Para explicar el peculado (hecho endilgado solo al funcionario público), mencionó el precedente del STJ en el marco de la causa conocida como “sobresueldos”, explicando que la sustracción de dinero constituye siempre peculado, con independencia del perjuicio patrimonial que produzca.

Es decir —dijo el fiscal— “sacar bienes públicos del lugar donde debían estar para permitir su efectivo control, lo complica. No importa si Reggioni no se llevó nada, si no se quedó con dinero: la acusación de peculado es por haber movido los fondos del ámbito en el que debían estar (porque así se había acordado en el contrato original) para controlarse. El tribunal de juicio interpretó erróneamente el tipo penal. Agregó, en este sentido, que una ordenanza municipal no puede modificar una ley”.

Cuando Reggioni decidió “mover los fondos, demostró dolo: manejó el dinero como quiso, aun cuando existían reglas que imponían cómo debían administrarse esos recursos. Esas reglas debían cumplirse. Señaló además que la sentencia utiliza el significado de “sustracción” de la RAE y sostuvo que no entendieron la figura del peculado”.

“Resulta palmaria la errónea aplicación de la ley y de la Doctrina Legal del STJ en la que incurrió el Tribunal. El acusado sustrajo los fondos percibidos en los distintos desembolsos del ACU 2157/2014 de su cuenta específica del Banco Nación, hacia una cuenta de rentas generales del Banco Patagonia, y con esa maniobra generó un riesgo al generar que en está última cuenta, se mezclen con otros fondos del Municipio”. Agregó que ello “se convirtió en un perjuicio, toda vez que durante su gestión, Reggioni destinó fondos a otro ACU y al finalizar su mandato, el saldo de la cuenta era insuficiente para contener los fondos pendientes de inversión, aún si se sumase el dinero existente en todas las cuentas del municipio”.

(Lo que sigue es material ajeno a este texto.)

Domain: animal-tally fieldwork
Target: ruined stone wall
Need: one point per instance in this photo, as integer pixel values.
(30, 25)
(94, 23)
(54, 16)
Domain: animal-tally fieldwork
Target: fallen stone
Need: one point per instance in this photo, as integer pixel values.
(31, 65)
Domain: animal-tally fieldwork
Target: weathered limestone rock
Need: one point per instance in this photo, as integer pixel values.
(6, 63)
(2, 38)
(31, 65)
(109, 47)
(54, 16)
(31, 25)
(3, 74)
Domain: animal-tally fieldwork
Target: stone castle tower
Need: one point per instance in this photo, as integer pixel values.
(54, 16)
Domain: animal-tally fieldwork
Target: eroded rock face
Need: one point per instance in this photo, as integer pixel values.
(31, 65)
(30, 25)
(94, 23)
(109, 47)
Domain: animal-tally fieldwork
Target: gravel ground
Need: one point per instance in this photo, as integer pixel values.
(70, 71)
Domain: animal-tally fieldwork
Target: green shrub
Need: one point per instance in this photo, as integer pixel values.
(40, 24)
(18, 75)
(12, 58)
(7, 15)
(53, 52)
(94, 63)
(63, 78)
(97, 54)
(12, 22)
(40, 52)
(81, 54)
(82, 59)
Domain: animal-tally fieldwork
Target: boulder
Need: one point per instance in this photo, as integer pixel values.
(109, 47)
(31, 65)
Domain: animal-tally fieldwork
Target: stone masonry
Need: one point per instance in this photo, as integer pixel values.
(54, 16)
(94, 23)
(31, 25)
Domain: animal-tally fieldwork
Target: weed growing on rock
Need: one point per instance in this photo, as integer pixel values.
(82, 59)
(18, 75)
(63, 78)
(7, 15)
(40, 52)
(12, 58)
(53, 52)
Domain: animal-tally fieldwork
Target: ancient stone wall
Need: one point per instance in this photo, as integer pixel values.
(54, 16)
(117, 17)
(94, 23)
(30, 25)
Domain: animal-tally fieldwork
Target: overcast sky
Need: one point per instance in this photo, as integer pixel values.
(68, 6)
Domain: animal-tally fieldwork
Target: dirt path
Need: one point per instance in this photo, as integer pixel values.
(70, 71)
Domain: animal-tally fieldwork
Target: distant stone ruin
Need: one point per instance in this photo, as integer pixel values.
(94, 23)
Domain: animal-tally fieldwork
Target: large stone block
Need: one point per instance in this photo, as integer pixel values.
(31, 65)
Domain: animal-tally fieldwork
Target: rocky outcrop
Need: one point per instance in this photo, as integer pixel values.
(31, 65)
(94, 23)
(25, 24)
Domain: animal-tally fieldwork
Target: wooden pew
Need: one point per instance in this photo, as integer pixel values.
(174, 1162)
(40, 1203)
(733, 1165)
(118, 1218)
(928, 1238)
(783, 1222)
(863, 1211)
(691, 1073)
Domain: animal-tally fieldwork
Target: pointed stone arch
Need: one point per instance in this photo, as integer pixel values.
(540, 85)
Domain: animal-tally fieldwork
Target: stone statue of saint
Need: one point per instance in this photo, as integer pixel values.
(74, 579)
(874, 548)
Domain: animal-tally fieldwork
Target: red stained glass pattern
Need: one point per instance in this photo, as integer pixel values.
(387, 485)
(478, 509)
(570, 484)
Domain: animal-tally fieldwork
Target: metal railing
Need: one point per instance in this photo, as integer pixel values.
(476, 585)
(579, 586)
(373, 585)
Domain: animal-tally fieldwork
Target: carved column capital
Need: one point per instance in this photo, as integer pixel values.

Como respuesta a la justificación defensista del intendente de que una ordenanza le permitía compensar fondos de una cuenta a la otra (como efectivamente hizo), reiteró la fiscalía que: “Sostener que una ordenanza municipal puede tornar lícita una conducta tipificada en el código penal, es de gravedad. Por cuanto, estaría expuesta toda la sociedad Argentina a la posibilidad de que, cualquier funcionario público, con solo contar con mayoría en su órgano legislativo, obtuviera una autorización para infringir la ley penal”.

Además de arbitraria, dijo que el tribunal lesionó el principio de imparcialidad que está obligado a respetar. “El tribunal de juicio tenía intención de absolver por lo que construyó evidencia en esa búsqueda”, expresó.
Finalmente dijo la Fiscalía que el tribunal exigió elementos para acreditar la comisión del delito que no están incluidos en la descripción del tipo penal. Por ejemplo le exigió a la defraudación la existencia de un ardid o engaño confundiéndola con estafa.

Antes de finalizar el fiscal sostuvo que, “en el sistema republicano, el Poder Judicial tiene la función de controlar el accionar de los otros poderes y que, cuando existe un perjuicio al erario público derivado del incumplimiento de obligaciones legales, corresponde la intervención del sistema penal”.

Finalmente pidio al Tribunal de Impugnación que anule la sentencia, declarando responsables a ambos de los delitos por los que se los acusó. Las defensas por su parte defendieron la sentencia atacada por Fiscalía.